Poetic Approaches to Non-Dual Truth
Poetry and insight into higher Truth often go together, and the Sanskrit word ‘kavi’ means both a sage and a poet. Many poems point the way to the supreme non-dual wisdom, and wisdom in its verbal expression is often transmitted through utterances that are poetic.
The Bhagavad Gita is a poem or song, several of the Upanishads are in verse, and as the centuries passed, spiritual teachers of different traditions, like Rumi, Kabir and Guru Nanak, left teachings in the form of their verses, not to mention the epic poems like the Sanskrit Ramayana of Valmiki, and its later Hindi rendering by Tulsidas as the Rama Charit Manasa, (The Lake of the Deeds of Rama). For many people, this form of expression is easier to assimilate and remember than a prose discourse.

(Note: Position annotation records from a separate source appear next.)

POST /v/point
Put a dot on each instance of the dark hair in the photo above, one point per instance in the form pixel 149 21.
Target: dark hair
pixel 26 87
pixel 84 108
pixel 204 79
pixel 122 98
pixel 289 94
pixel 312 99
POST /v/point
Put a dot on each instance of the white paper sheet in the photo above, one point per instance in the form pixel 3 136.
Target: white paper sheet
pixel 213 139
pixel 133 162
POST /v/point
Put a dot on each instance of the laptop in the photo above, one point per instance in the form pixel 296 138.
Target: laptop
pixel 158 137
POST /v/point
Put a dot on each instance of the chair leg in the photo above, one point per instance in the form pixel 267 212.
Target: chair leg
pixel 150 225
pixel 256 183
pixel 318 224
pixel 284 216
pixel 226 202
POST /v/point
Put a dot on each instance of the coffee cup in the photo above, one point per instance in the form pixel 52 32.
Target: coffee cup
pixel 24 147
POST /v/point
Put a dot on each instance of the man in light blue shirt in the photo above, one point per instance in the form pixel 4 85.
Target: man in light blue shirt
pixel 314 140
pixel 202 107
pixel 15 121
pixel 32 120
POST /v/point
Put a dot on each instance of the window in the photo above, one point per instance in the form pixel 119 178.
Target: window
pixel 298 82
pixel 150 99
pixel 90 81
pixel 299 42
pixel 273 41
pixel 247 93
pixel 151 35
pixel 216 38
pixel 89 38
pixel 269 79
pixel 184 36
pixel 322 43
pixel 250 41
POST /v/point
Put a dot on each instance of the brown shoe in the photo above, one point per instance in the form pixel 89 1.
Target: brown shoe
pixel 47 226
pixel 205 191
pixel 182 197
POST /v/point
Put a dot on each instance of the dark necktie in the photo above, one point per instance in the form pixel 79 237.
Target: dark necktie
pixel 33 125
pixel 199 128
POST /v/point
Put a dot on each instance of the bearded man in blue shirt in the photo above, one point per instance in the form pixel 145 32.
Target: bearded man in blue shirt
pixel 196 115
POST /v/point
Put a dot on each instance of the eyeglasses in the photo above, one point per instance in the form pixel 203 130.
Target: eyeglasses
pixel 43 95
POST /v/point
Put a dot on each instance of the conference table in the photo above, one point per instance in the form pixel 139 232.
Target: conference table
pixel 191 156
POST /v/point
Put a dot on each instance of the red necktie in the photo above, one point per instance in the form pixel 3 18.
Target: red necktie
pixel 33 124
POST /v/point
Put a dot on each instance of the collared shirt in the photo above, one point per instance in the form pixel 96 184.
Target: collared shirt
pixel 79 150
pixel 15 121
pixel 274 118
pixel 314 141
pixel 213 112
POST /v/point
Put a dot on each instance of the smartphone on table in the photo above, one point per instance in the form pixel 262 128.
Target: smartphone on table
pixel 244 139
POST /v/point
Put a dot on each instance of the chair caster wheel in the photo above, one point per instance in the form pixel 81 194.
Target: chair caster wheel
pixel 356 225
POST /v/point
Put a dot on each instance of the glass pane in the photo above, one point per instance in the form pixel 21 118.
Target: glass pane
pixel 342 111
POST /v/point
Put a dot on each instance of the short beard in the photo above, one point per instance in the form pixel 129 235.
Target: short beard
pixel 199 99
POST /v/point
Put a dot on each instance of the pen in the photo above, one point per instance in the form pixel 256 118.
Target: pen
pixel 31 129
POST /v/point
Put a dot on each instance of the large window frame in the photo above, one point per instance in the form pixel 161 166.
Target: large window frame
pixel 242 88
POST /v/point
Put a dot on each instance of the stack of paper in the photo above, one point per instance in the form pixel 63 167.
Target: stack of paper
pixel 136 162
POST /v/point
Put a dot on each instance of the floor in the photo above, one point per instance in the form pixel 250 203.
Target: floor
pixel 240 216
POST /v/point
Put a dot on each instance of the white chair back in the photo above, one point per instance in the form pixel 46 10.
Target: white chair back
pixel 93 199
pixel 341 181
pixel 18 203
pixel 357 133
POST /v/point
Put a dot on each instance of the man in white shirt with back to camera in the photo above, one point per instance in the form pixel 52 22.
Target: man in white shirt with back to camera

Hari Prasad Shastri translated numerous poems from the Hindi and Urdu traditions, and about 200 of these may be found in the anthology, Indian Mystic Verse. Teachings conveyed through this medium sometimes find a path into the human heart, and a wisely guided interest in poetry can be an indirect aid to our higher development. It can expand and enrich the mind, release new and useful streams of thought, and lift our consciousness above the moods and self-centredness that claim so much of our imaginative power when our mind is left to its own devices.
But such poetry, to influence our inner life, has to have depth and purity. It must evince a selfless appreciation of the beauty of nature, a realisation of the higher potentialities of our nature, and a recognition of the deeper reality in which we live and have our being.